Serena Williams’ return to Eastbourne came to an end on Thursday after her doubles partner Ons Jabeur was forced to withdraw from the semi-finals with a right knee injury.
Williams had opted to play doubles with world No. 3 Jabeur, in her first tournament after nearly a year out with injury.
The withdrawal, while bad news for Jabeur, isn’t the worst news for Williams. At Eastbourne, she was simply looking for a place to easily get back on the court, before focusing on the tougher test of playing singles at Wimbledon. With two matches under her belt, she has done it, and the 23-time Major champion will no doubt be encouraged by her performances.
After shake off the rust in his first game on Tuesday, Williams, 40, looked partly like herself in yesterday’s quarter-final. In the second set of Jabeur’s 6-2 6-4 win over doubles specialists Shuko Aoyama and Chan Hao-ching, Williams saved break points with three straight aces in a vintage display.

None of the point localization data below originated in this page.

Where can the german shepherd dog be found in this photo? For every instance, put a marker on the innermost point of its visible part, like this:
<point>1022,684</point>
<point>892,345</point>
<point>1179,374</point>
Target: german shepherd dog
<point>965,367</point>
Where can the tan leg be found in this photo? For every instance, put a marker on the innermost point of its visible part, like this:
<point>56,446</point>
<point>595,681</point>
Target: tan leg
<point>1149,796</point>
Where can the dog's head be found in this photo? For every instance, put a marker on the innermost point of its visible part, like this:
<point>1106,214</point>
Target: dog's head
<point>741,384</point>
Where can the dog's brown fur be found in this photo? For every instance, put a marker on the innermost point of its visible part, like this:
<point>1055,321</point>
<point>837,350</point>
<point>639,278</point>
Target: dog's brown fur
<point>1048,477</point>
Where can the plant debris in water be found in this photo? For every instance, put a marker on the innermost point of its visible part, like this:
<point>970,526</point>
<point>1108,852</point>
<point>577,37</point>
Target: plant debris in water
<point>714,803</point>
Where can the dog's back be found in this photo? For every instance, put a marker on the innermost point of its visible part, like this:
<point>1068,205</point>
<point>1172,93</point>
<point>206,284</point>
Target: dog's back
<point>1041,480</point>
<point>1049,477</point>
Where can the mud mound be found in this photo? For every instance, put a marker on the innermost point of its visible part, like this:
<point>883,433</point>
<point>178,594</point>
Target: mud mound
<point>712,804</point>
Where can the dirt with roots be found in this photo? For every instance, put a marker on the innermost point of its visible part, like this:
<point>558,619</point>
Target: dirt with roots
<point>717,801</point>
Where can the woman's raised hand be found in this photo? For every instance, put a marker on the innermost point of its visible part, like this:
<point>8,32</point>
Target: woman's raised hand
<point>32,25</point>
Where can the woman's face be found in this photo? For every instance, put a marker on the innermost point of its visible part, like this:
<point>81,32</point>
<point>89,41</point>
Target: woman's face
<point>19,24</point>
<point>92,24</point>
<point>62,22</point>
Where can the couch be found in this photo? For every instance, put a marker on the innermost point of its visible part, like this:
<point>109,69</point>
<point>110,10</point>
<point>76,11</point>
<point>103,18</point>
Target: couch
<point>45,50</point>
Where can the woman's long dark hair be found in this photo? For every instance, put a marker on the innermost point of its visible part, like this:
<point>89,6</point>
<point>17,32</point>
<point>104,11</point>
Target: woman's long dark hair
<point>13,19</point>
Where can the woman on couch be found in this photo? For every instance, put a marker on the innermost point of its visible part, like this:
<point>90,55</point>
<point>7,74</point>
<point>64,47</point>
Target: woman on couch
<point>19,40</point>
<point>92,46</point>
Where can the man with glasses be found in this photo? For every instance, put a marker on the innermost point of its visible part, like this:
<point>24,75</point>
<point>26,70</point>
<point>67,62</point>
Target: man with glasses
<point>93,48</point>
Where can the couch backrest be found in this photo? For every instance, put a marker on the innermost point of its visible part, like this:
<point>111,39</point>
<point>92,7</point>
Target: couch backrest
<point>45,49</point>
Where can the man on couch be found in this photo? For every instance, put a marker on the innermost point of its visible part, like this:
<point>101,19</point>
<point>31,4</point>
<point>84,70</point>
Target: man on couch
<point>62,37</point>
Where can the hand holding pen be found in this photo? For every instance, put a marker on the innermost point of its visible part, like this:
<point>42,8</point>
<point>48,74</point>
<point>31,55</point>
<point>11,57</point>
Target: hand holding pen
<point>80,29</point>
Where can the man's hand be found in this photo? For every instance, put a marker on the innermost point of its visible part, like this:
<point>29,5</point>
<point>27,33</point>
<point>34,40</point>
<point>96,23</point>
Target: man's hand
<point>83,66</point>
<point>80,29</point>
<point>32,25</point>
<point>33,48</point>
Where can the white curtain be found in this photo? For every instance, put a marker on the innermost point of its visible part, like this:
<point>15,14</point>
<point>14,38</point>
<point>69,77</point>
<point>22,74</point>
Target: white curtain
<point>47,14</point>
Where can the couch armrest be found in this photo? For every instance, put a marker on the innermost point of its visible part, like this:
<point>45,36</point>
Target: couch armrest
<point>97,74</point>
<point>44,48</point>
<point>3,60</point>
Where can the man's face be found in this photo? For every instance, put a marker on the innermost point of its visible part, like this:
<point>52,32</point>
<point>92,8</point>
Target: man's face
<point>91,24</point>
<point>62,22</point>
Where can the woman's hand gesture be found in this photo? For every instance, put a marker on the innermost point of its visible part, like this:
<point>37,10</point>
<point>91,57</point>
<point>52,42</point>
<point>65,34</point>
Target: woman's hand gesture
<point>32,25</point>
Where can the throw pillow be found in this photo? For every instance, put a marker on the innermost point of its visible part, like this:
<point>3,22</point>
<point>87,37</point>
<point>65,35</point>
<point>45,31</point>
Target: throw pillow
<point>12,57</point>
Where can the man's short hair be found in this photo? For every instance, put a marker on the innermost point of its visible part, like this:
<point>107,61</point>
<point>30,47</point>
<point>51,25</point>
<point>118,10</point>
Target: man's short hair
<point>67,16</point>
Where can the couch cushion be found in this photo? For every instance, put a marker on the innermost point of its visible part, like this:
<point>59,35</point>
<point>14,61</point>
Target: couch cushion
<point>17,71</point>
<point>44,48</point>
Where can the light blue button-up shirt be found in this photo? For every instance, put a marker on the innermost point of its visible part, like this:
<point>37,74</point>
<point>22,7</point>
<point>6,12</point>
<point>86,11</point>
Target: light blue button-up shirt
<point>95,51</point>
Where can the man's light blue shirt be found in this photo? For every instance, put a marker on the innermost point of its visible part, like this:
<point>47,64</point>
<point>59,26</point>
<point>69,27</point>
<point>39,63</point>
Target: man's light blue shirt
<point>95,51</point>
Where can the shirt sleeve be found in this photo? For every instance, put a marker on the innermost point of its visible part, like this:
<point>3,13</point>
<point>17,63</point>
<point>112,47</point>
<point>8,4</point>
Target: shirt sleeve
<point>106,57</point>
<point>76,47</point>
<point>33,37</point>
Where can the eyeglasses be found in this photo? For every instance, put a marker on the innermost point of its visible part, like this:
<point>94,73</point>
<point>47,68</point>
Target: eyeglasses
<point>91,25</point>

“I feel good, as good as one can feel after such a long absence,” she said Wednesday night. “It was actually a good match play and a good practice, it’s exactly what I needed and wanted to do coming here so I couldn’t have asked for more.”
Although the physical challenge of a few doubles matches is an entirely different test from a fortnight at Wimbledon, the rest of the women’s draw will have taken note of her ability to bounce back seamlessly.

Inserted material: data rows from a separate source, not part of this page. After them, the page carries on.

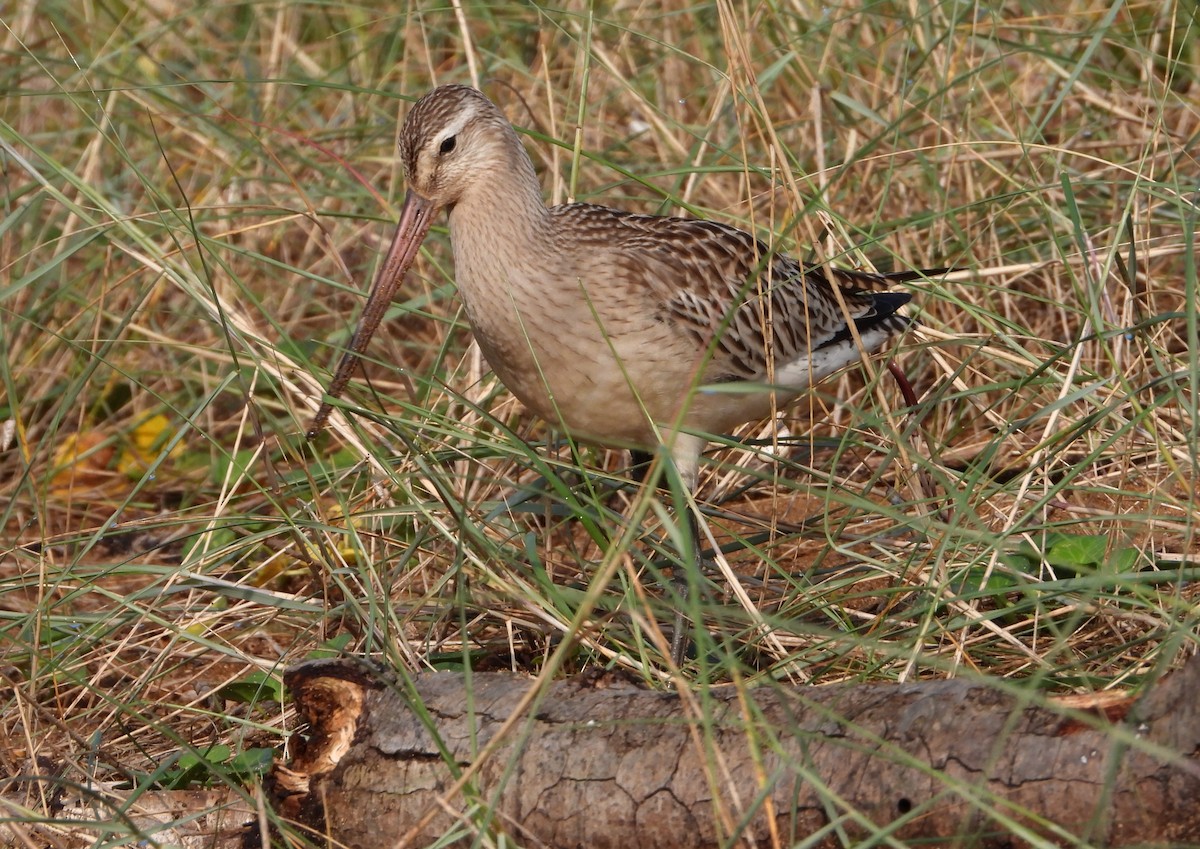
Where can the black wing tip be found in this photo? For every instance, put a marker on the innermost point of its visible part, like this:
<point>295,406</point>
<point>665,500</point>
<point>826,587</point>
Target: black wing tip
<point>886,303</point>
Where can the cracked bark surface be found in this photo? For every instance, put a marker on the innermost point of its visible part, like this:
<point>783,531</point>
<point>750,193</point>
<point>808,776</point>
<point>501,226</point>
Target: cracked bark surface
<point>601,763</point>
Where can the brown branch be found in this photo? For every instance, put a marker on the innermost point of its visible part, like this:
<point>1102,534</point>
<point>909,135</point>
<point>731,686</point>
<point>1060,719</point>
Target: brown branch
<point>604,763</point>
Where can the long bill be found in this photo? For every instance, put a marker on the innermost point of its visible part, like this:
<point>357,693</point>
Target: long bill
<point>415,218</point>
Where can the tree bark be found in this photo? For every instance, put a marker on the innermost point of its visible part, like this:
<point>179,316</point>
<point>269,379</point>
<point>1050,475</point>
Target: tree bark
<point>603,763</point>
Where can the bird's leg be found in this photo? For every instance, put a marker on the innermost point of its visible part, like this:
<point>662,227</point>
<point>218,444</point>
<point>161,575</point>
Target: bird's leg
<point>681,637</point>
<point>685,455</point>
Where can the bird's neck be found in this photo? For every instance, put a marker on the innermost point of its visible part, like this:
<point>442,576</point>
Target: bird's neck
<point>503,211</point>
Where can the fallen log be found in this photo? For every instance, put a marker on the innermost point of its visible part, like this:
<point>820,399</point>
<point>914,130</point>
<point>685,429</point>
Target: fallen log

Williams enters the Championships as a wild cardand is unranked for the first time since her debut in 1998. Although she is currently ranked outside the top 1000, wherever she lands, this will significantly upset the balance of the draw as she remains such a threatens.
Jabeur’s injury will meanwhile be of concern given that she was one of the hottest contenders at Wimbledon, especially after winning the title in Berlin on grass.